Pengendalian tikus secara kimiawi dengan menggunakan rodentisida merupakan pengendalian yang paling umum dilakukan daripada pengendalian lainnya, meskipun menurut konsep pengelolaan hama terpadu (PHT) seharusnya metode ini dilakukan sebagai alternatif terakhir. Pengendalian secara kimiawi dengan menggunakan rodentisida biasanya dilakukan dengan mencampurkan racun dan umpan dasar yang disukai tikus, sehingga diperlukan jenis umpan yang dapat menahan agar tikus tersebut tetap memakan umpan tersebut lebih banyak (arrestant). Menurut Priyambodo (2009), penggunaan umpan bertujuan untuk mengurangi rasa tidak enak dari racun yang digunakan.

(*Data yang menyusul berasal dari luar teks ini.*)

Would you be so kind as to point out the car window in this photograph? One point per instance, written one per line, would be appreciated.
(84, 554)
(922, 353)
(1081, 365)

Pengendalian tikus sampai saat ini masih banyak mengalami kendala, terutama pada pengendalian dengan menggunakan rodentisida. Salah satunya dengan adanya kejeraan tikus dan trauma dengan kegagalan dalam pengendalian. Selain itu, umpan beracun kurang disukai dan kurang menarik perhatian tikus karena di lapangan terdapat makanan tikus yang melimpah, sehingga perlu dilakukan penelitian rodentisida yang efektif dibandingkan dengan umpan dasar untuk mengendalikan tikus.

Tujuan Penelitian

Penelitian ini bertujuan untuk membandingkan konsumsi tikus sawah, tikus rumah, dan tikus pohon terhadap rodentisida berbahan aktif brodifakum yang diuji dengan umpan dasar serta mengetahui keefektifan dari rodentisida ini dalam mengendalikan tiga spesies tikus hama tersebut.

Manfaat Penelitian

Penelitian ini diharapkan dapat memberikan informasi dan pengetahuan mengenai ketertarikan tikus sawah, tikus rumah, dan tikus pohon terhadap rodentisida berbahan aktif brodifakum pada saat tersedia makanan di sekitarnya dan keefektifan rodentisida untuk mengendalikan tiga spesies tikus hama tersebut.